A BMI songwriter since 1958 with over 200 songs in his repertoire, Atkins was widely known and admired by the general public as a master guitarist and at the same time played a less visible role behind the scenes as a musician, producer and record executive.

 

Born in the hills of Tennessee, Chet Atkins first came to the public’s attention as a member of the band that accompanied the Carter Sisters and Mother Maybelle. Their appearances on the “The Carter Family and Chet Atkins Show” on KWTO of Springfield, Missouri were so successful that the program was nationally syndicated. This degree of visibility led Atkins to begin recording on his own for RCA Records in 1946 and to move to Nashville in 1949. There, he joined a group of studio players who are now associated with some of the most successful country recordings of all time. They include pianist Floyd Cramer and guitarist Grady Martin, as well as back-up groups the Jordanaires and the Anita Kerr Singers.


Atkins (right) is seen here in 1991 at the BMI-hosted dedication party of "Chet Atkins Place" on Music Row, only the second person (Roy Acuff was the first) to be honored with a namesake street. Presenting him with the framed street sign are BMI's Harry Warner and Joyce Rice, and former BMI VP Roger Sovine.

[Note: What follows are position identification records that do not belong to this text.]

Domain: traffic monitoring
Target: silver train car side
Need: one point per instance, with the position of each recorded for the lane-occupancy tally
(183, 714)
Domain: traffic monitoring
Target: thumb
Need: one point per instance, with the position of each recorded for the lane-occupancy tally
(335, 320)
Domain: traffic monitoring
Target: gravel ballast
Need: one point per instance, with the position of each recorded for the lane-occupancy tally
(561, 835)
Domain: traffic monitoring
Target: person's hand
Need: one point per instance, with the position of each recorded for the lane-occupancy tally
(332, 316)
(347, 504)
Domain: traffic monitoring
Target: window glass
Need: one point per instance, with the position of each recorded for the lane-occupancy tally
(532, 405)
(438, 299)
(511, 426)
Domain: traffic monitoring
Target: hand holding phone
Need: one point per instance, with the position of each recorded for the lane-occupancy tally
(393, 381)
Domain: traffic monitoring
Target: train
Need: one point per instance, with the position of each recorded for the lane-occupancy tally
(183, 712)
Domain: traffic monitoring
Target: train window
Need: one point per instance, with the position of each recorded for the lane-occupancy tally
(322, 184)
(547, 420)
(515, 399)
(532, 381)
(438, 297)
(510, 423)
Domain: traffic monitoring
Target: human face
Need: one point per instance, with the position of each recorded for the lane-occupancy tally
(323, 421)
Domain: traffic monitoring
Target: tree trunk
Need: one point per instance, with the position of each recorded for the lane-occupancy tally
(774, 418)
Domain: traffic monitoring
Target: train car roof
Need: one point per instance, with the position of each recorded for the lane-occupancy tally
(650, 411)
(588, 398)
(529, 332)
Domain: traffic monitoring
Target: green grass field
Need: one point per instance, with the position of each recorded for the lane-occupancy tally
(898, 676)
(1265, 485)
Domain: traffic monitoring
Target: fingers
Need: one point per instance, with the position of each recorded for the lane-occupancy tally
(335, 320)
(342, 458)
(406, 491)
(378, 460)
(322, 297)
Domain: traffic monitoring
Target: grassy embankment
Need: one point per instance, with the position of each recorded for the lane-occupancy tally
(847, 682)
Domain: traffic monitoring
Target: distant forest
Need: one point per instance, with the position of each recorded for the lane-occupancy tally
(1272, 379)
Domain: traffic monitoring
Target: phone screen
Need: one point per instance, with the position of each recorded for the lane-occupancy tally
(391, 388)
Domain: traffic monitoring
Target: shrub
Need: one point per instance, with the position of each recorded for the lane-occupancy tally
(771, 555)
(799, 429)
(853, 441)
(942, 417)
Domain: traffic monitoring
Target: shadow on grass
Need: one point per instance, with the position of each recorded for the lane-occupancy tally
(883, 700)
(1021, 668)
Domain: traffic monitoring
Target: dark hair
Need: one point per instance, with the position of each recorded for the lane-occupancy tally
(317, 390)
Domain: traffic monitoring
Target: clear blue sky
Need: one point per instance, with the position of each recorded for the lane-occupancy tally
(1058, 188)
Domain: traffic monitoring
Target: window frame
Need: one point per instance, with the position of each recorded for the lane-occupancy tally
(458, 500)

Atkins also showed himself to be a skillful recording studio manager. When Steve Sholes became head of RCA A&R in 1957, he put Atkins in charge of the Nashville operation. At that time, the rise of rock & roll had eroded country’s popularity with the public. Atkins helped country music recover its prominence by a skillful reconfiguration of its instrumentation. A smoother sound more dependent upon strings and vocal chorus took the place of steel guitars and fiddles. While some fussed that these practices eroded country’s authenticity, others admired Atkins’s progressive tendencies and business savvy. He never thought of country music as something fixed or unalterable. As he stated, "After I’d had a few hits, I would just draw on chord changes I’d learned in jazz and things I’d heard in gospel and classical music - bass lines, chords and such. And I’d just ad those influences when I felt like it. No one knew the difference, and sometimes we got some great sounds that way."

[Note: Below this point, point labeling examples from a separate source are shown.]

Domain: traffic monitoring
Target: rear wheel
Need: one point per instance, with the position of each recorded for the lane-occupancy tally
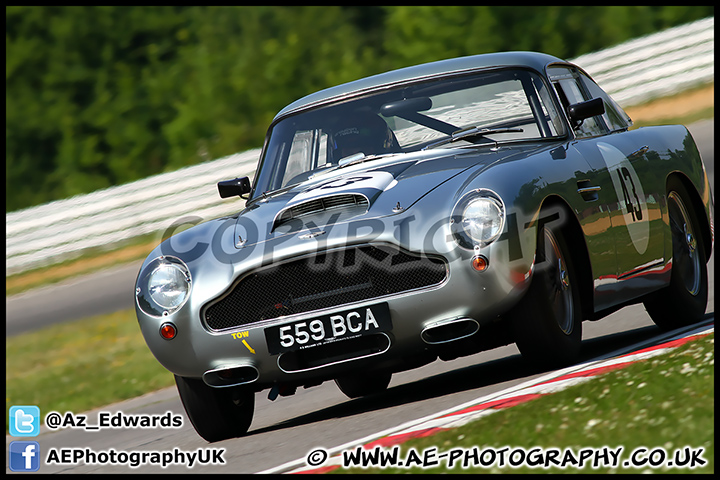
(216, 413)
(362, 384)
(547, 322)
(684, 300)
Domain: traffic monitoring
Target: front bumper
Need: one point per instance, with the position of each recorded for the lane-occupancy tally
(424, 321)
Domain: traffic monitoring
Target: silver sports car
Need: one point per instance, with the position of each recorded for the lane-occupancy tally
(429, 212)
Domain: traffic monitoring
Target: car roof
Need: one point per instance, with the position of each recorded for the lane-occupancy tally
(534, 60)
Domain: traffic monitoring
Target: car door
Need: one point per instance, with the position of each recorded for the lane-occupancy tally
(626, 189)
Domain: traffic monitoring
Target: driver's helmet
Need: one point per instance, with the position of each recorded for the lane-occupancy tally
(363, 132)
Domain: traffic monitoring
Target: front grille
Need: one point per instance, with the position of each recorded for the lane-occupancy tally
(324, 280)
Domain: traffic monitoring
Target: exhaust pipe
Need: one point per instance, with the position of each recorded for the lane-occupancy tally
(230, 376)
(449, 330)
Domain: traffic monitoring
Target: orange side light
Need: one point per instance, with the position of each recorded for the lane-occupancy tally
(480, 263)
(168, 331)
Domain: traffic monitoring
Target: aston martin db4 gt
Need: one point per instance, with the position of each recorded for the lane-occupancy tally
(429, 212)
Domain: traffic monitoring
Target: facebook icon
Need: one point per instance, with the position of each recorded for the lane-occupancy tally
(24, 456)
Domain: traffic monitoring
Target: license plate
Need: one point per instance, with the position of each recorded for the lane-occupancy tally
(324, 329)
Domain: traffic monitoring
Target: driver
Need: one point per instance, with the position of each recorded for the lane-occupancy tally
(366, 133)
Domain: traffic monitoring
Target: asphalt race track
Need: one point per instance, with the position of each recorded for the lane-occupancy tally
(290, 427)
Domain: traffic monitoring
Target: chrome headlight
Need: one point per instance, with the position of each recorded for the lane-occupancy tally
(478, 219)
(163, 286)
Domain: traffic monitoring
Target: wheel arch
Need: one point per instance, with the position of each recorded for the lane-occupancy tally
(572, 231)
(697, 205)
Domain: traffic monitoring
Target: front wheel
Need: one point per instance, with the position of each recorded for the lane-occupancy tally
(684, 300)
(547, 322)
(216, 413)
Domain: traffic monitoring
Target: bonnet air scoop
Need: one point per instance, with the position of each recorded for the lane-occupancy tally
(322, 204)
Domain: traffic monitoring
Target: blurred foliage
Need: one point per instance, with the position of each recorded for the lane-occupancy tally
(104, 95)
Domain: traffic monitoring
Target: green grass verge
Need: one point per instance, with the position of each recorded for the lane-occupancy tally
(665, 403)
(80, 365)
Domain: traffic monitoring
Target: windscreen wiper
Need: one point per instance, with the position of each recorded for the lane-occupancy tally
(469, 132)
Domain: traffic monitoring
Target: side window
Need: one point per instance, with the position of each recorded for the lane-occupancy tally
(570, 90)
(614, 116)
(307, 151)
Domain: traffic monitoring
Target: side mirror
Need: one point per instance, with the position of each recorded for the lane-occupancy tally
(590, 108)
(235, 187)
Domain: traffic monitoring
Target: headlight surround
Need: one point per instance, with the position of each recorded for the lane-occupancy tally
(478, 219)
(163, 286)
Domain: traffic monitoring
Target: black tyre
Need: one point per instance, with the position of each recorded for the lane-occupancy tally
(684, 300)
(216, 413)
(547, 322)
(361, 384)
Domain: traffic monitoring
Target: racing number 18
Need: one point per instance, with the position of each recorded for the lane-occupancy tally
(636, 213)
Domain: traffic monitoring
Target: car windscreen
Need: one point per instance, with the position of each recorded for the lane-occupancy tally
(500, 105)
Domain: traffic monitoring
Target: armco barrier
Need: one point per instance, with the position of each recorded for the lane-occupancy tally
(652, 66)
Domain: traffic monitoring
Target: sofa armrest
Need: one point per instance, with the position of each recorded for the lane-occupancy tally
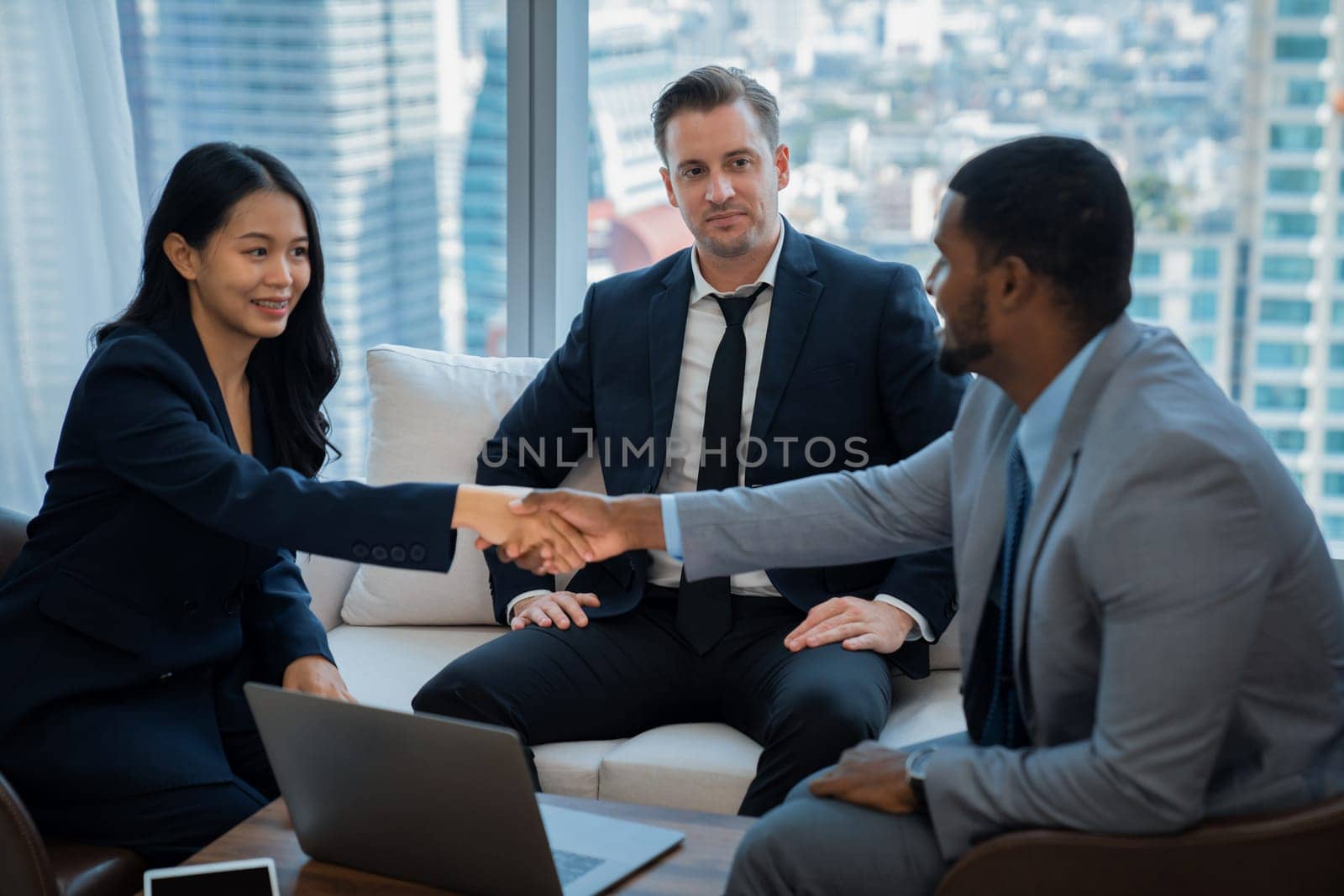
(328, 579)
(1276, 853)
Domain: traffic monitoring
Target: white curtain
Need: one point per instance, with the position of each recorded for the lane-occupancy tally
(69, 217)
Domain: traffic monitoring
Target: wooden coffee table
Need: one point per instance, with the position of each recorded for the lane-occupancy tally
(699, 866)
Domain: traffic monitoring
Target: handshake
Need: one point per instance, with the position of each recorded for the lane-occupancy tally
(549, 532)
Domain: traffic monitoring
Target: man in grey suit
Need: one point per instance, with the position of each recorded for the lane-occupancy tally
(1153, 625)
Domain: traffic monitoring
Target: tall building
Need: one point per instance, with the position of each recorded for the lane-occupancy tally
(631, 58)
(346, 94)
(1187, 282)
(1294, 277)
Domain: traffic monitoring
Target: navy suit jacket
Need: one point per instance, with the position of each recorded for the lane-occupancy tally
(850, 354)
(159, 575)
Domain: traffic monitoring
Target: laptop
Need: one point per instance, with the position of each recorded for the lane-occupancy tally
(437, 801)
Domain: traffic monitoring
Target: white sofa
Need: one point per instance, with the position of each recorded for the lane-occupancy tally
(393, 629)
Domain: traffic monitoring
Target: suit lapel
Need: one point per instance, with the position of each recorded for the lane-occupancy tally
(181, 333)
(667, 333)
(796, 295)
(1058, 476)
(985, 532)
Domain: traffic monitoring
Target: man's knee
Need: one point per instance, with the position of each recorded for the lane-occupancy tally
(460, 691)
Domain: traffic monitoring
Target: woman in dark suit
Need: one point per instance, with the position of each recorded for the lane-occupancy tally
(159, 574)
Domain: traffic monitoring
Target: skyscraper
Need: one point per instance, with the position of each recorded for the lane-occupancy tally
(1294, 275)
(346, 94)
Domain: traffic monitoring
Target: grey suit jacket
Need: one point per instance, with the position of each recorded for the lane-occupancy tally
(1178, 621)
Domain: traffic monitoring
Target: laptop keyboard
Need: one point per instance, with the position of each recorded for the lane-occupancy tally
(570, 867)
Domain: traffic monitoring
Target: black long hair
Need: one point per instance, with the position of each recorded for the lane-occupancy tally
(293, 371)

At a 1993 ceremony unveiling a new Chet Atkins model from Gibson Guitars: BMI's Harry Warner, Ralph Emery, Dolly Parton, Gibson's Henry Juskiewicz and Chet Atkins. photo: Alan Mayor

While he set standards as a producer and executive, Atkins continued to record a steady stream of instrumental recordings. He particularly liked to work in tandem with another performer and laid down sides with Jerry Reed, Mark Knopfler and his idol, Merle Travis. Country music, if not American music altogether, would not and will not be the same without him.